Is there a difference between running a business to ensure you can exit and cashing out one day Vs. running it to keep it forever? Yes there is, the last 24 months. Every owner needs to run a business as if they wanted to cash out one day. The ones who are committed to sell just need to start to execute some key items around 24 months prior to the sale. No guarantees on timing of course, just action items that will change the odds in your favor of selling.

Think of running your business to maximize its potential as an Options Strategy. If successful you are giving yourself the option to sell out one day, even if you never exercise that option.

To emphasize the point here are two lists. The first one is a list of value drivers that underpin the maximizing of your potential.
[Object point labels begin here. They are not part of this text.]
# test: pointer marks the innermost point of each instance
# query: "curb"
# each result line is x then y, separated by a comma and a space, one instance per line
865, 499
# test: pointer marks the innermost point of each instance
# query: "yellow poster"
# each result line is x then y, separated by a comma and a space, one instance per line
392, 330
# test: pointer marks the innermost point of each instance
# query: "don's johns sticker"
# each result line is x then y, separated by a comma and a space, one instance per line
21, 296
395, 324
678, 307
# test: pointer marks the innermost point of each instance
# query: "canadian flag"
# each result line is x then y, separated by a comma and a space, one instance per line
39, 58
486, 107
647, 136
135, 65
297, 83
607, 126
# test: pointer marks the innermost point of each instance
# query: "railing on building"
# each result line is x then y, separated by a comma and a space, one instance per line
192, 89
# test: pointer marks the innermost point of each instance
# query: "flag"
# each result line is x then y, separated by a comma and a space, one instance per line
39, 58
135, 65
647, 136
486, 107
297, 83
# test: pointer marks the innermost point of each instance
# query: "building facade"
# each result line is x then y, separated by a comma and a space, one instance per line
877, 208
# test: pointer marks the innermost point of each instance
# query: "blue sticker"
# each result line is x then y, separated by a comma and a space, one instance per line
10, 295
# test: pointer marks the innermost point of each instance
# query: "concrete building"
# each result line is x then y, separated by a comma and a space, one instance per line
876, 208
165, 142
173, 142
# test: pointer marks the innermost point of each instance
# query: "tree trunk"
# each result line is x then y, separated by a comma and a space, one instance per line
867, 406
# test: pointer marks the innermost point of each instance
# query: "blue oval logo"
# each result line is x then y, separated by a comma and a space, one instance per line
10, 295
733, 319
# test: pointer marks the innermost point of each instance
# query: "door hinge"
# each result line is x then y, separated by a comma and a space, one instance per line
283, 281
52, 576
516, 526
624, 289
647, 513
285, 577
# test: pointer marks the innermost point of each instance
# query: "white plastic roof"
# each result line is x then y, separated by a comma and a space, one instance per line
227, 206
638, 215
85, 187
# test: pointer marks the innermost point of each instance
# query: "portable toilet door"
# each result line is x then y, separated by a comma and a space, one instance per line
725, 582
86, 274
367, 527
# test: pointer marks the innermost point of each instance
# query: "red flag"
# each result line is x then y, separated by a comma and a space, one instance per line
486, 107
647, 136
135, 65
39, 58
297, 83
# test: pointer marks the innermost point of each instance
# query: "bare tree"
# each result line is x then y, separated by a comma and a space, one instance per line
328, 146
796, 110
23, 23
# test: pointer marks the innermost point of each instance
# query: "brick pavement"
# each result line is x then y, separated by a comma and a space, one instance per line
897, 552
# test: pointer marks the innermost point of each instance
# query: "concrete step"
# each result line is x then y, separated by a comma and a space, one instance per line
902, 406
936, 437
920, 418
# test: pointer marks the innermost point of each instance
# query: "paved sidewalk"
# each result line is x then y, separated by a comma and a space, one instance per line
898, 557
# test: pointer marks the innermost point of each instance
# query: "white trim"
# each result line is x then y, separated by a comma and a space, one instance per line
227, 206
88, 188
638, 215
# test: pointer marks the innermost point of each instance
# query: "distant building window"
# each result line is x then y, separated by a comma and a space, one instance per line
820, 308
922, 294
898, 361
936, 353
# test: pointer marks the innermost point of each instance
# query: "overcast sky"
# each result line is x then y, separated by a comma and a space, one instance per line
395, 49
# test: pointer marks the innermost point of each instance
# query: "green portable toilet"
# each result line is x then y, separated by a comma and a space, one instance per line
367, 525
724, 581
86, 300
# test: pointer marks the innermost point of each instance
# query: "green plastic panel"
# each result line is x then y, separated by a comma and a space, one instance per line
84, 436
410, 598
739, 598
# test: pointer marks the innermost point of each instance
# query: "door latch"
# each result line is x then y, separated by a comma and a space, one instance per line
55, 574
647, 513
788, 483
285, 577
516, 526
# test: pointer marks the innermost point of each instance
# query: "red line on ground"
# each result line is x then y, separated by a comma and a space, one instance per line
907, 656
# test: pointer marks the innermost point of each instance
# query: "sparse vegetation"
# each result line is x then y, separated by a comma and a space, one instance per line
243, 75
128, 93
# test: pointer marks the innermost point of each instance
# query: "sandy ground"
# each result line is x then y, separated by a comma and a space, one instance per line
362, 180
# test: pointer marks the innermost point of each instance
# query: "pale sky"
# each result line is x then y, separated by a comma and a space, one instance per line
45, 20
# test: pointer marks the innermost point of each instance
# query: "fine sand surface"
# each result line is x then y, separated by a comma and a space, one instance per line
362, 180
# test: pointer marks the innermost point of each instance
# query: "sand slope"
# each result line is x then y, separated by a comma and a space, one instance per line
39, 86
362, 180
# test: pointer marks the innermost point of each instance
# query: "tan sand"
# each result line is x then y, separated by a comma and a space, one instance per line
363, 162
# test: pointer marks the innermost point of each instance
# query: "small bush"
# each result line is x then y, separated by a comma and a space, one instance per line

The second list relates to the 24 months prior to sale to ensure the transaction goes smoothly and you ace the due diligence test.

Value Drivers – My Top 10
  1. Web site spells out a compelling story that demonstrates how my life will change with your product.
  2. You are continually increasing market share in your sector, heading towards a top five slot.
  3. Sales and profits are growing at 25% after adding back owner benefits.
  4. You launch successful new products often enough to ensure legacy products don’t dominate sales.
  5. You are driving the business towards significant EBITDA with the potential to hit the $5m to $10m range.
  6. You are managing the dependency on big customers to ensure the impact of losing any one customer is less than 5% of annual revenue.
  7. You are constantly nurturing and recruiting great talent with a blueprint that is repeatable.
  8. The company’s success is no longer dependent on the owner.
  9. Your sales and cash flow forecasting models are getting better over time.
  10. You measure the right metrics to allow you to understand success and failure.
The Exit Strategy Checklist
In addition to these value drivers if you are committed to selling the business, say in the next 2 years, I would suggest the following additional items are worthy of consideration:
  1. Appoint a new resource, advisor, chairman to project manage this related list. e.g. me
  2. Keep the P&L items clean, minimize personal expenses, pay market salaries, and use dividends for toys.
  3. Use a respected auditor with expertise in your sector. File clean, timely accounts in accordance with GAAP.
  4. Ensure all non-core activities are divested.
  5. Consider investing a little more aggressively in innovation and keep it tightly linked to your compelling story. Be brutal about mistakes.
  6. Buyers don’t like a long shareholder tail. Be careful with ESOP schemes and sophisticated structures. Tidy up the shareholder list if possible.
  7. Tax planning: it is never too early to consider the tax position of shareholders and to plan accordingly.
  8. Build a collection of due diligence files over time, covering all the data that acquirers need.
  9. Tidy up IPR, patents, and trademarks as quickly and as efficiently as you can.
  10. Address long-term litigation issues more aggressively.
  11. Regarding key staff, consider reasonable non-competes and incentives surrounding an exit.
  12. Double down on creating a constant buzz around your brand. Customers and acquirers buy for emotional reasons!
  13. Consider more meetings/alliances than usual with the bigger players who may form a buying list one day.
  14. Establish some early realistic expectations on value with all shareholders!
  15. One year prior to your ideal completion date for a sale, appoint a relevant Investment Bank.